Fine re same – 40 acres land, 5 acres meadow, 25 acres pasture, common of pasture and turbary, in the parishes of Cockermouth and Bridekirk, 1777
Supplemental abstract of title (“No. 2”) of Dr Pitcairn, reciting from 1730-1777; c. 1778
Mortgage, draft “for Mr Baynes’ approval” [their London solicitor], and contemporary copy of same (John Lucock [party to Items 3 and 4 above], of Cockermouth Esq., to Daniel Moor of Whitehaven, mariner), – for £800 – the capital mansion of Hewthwaite Hall, and that other, farm, house “lately Erected” next door by the said John Lucock, and lands near it “heretofore part” of Hesket Hall demesne (names each field and which old field they were “taken from”), 1778
Admittance – Sir Richard Cope, Bt., nephew and heir of Sir John Mordaunt Cope, Bt., deceased, to the house and land called Little Hewthwaite, rent 17s. 4d., in the Manor of Hewthwaite (Joseph Fisher, lord), 1782
Agreement for sale, and lease and release of Lewthwaite (John Lucock gent. and Daniel Moor to Sir Gilfrid) for £1036, being £848 to Daniel Moor and £188 to John Lucock, May 1783
Power of attorney by John Lucock re same a May 1783
Lease and release of named closes at Hewthwaite (Dr Pitcairn to Sir Gilfrid) for £1650, Dec. 1783
Customary conveyance, and surrender-and-admittance (Sir Gilfrid to William Browne of Tallentire Hall, Esq. [his trustee]) – Little Hewthwaite, 1785
Enfranchisement (John Sanderson Fisher, infant, of Woodhall p. Bridekirk, Esq., lord on the death of Judith Bolton, widow, last admitting Lady, to William Browne as Sir Wilfrid’s Trustee) for £72 – 7 closes (total 38a. 0r. 36p.) and 5 parcels of woodland adjoining (total 15a. 1r. 12p.) at Little Hewthwaite in Setmurthy tp., total rent 17s. 4d.; nothing reserved; the closes are not named, 1841

This is from Magna Britannia: volume 4: Cumberland, Daniel and Samuel Lysons, 1816:

BRIGHAM, in the ward of Allerdale below Derwent, is an extensive parish, containing ten townships, besides those of the parochial chapelry of Lorton, viz. Brigham, Blindbothel, Buttermere, Cockermouth, Eaglesfield, Embleton, Grey-Southern, Mosser, Setmurthy, and Whinfell. The whole parish, exclusively of Lorton, contained in 1811, 1008 houses, and 4918 inhabitants.

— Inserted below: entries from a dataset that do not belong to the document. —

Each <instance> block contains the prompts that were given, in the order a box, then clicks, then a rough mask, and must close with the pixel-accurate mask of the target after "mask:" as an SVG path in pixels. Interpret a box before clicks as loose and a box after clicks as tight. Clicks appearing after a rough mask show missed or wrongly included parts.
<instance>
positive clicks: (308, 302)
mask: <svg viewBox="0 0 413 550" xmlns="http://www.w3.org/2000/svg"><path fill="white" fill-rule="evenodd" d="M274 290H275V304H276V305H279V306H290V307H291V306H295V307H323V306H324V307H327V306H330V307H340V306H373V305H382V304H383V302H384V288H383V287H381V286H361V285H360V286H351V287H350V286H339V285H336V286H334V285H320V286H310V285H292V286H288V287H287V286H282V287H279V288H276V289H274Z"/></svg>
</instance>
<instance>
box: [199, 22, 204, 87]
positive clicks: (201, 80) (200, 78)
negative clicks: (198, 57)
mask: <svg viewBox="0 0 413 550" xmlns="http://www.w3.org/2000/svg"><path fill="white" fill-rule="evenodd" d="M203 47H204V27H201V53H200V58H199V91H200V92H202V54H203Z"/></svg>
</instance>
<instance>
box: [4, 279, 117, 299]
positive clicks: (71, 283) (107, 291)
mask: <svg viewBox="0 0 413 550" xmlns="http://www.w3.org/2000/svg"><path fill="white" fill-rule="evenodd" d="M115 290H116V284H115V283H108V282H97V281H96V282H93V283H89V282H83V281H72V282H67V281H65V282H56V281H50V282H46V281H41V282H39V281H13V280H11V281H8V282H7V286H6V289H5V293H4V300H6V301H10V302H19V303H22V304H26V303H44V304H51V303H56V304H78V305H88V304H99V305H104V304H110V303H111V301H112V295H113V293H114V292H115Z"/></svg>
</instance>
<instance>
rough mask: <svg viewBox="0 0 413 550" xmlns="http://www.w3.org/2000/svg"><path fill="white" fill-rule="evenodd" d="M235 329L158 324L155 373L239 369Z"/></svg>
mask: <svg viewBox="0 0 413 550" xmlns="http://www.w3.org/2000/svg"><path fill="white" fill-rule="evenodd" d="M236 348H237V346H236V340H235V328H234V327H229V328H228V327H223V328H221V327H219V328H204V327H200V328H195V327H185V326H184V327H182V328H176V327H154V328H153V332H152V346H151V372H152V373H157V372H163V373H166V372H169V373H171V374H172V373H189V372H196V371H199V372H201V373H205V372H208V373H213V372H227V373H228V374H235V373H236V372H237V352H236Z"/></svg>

The manors of Brigham, Grey-Southern, and Eaglesfield, were given by William de Meschines to Waldeof, son of Gospatric: the latter gave Brigham to Dolphin, son of Alward, in marriage with his sister; after a few descents it was divided into moieties between the coheirs of Brigham; one moiety after remaining for some time in the family of Twinham, and afterwards in that of Hercla, was forfeited by the attainder of Andrew de Hercla, Earl of Carlisle, and given to a chantry in the church of Brigham; this moiety, after the dissolution, was granted to the Fletchers of Moresby, and was sold to the tenants. The other moiety was successively in the families of Huthwaite and Swinburn; it was sold by the latter in 1699, to the Honourable Goodwin Wharton; in 1727 the trustees of the Duke of Wharton sold it to Mr. Wilfred Grisdale; after the death of his daughter, Mrs. Lucock, and her only daughter, it passed under his will to Mr. William Singleton, who died in 1767; on his death this and other estates became vested jointly in several persons under Mr. Grisdale’s will, and having been divided by virtue of a commission of partition, issued out of the court of chancery, this moiety of the manor of Brigham was allotted to Joshua Lucock, Esq. and is now the property of his grandson Raisbeck Lucock Bragg, Esq. The Earl of Egremont is Lord Paramount.